Jordan Landes
(Dr Matthew Davies & Dr Vanessa Harding) M.Phil./Ph.D.
London’s Role in the Creation of a Quaker Transatlantic Community in the Late
Seventeenth and Early Eighteenth Centuries.
Jordan majored in History as an undergraduate at Haverford College, outside Philadelphia. She then earned her Master of Arts in History from the University of Maryland, College Park, writing a Masters thesis entitled "Great Openings in Maryland: Quakers and Politics, 1656-1692" which drew on probate, chancery and Maryland Assembly records, as well as Quaker Meeting records. In addition, she earned a Masters in Library Science. After 10 years as a librarian at the University of Maryland, she moved to London, where she works part-time as a librarian at Laban, London's conservatoire of Contemporary Dance.

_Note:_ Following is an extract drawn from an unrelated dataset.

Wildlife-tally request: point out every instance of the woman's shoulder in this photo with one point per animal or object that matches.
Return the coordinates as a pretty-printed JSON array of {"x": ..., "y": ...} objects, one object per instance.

After studying Quakers in early America, Jordan became interested in the influences of Quakers on opposite sides of the Atlantic upon each other. Among the themes to be studied is the involvement of Quakers in London's maritime trades, which will inform the broader study of the transatlantic nature of Quakerism. The study will rely on manuscript and printed sources, including Quaker Meeting records, extensive early Quaker publications and journals, sources relating to London as a whole, such as taxation and property records, as well as port books. These sources are distributed across the National Archives, the Joint Archive Service of the Corporation of London, and the library of the National Maritime Museum.